Les premières démarches des deux époux pour obtenir réparation des torts que l'on avait fait éprouver à la dame Castille furent pleines de décence et de délicatesse. Ils s'adressèrent directement au nouvel abbé de Clairvaux, pour l'engager à prévenir le scandale qui pourrait résulter d'une contestation judiciaire. Mais, après plusieurs années de patience, de délais, de sollicitations, de promesses illusoires, ils se virent forcés de recourir à l'autorité de la justice. Ils donnèrent requête le 30 décembre 1762, au sieur lieutenant-civil, et firent assigner en dommages-intérêts les abbé et religieux de la filiation de Clairvaux, en la personne de leur procureur-général à Paris. L'abbé de Clairvaux se présenta sur cette assignation, comme supérieur immédiat de l'abbaye d'Orval, et fit évoquer l'affaire au grand conseil.

Alors s'engagèrent les débats d'une procédure des plus intéressantes. Tout l'intérêt public ne tarda pas à se déclarer en faveur de la veuve Castille. La prévention éclatait de toutes parts contre les religieux; disons, pour être juste, que cette prévention était plutôt l'ouvrage de l'esprit de parti que celui d'une conviction bien éclairée. Aussi les religieux employèrent-ils toutes sortes de moyens pour diminuer ce vif intérêt qu'inspirait la partie adverse, et enlever à la dame Delaunay ce triomphe prématuré.

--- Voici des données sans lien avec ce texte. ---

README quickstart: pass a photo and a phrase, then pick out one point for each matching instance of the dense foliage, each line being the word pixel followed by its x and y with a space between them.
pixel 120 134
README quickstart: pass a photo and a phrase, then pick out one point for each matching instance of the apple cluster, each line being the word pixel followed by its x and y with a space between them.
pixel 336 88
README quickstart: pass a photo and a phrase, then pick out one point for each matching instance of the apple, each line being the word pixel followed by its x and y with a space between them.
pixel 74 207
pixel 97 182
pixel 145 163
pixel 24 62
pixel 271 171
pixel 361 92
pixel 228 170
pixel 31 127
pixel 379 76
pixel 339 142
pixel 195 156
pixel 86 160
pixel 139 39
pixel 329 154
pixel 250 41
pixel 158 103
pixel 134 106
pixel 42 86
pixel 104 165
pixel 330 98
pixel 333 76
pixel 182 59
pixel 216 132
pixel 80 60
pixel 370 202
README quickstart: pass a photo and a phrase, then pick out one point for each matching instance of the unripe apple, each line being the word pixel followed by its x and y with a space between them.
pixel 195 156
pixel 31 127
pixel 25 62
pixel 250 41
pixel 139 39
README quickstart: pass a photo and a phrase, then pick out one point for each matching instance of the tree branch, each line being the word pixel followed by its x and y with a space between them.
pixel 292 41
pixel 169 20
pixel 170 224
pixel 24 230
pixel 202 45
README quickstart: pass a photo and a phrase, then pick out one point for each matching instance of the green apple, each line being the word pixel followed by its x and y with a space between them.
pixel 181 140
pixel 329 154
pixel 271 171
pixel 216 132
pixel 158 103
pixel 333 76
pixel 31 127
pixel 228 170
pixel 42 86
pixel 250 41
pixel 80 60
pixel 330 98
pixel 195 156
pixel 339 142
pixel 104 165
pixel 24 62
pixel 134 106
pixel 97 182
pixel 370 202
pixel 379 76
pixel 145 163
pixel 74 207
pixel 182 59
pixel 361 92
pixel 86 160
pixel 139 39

Ils avaient découvert que le commerce de Balthasar Castille et de la demoiselle Peuchet avait précédé leur mariage, et qu'elle était enceinte de sept mois lors de la célébration du sacrement.

«Voilà cette femme, disaient les religieux par l'organe de leurs avocats, voilà cette femme qui vient vanter son innocence, sa vertu, sa bonne foi, et mettre à si haut prix ses trois années de retraite à Sainte-Pélagie! Elle a formé des liens illicites avec un religieux. Si elle a débuté si hardiment avec lui par le vice, c'est à elle à s'imputer toutes les suites qu'a produites cette association criminelle; elle s'est jetée volontairement dans les bras d'un apostat: qu'elle cesse donc de se plaindre de la séparation violente qui a été occasionée par la juste poursuite de ce religieux parjure à ses premiers vœux.»

Ce reproche inattendu fit sur les esprits une impression fâcheuse. Le public se repentit un instant de l'intérêt qu'il avait fait éclater pour la dame Delaunay; il s'indigna d'avoir compromis trop précipitamment sa sensibilité, et il sortit de l'audience en répétant ces mots: _L'affaire a bien changé de face_.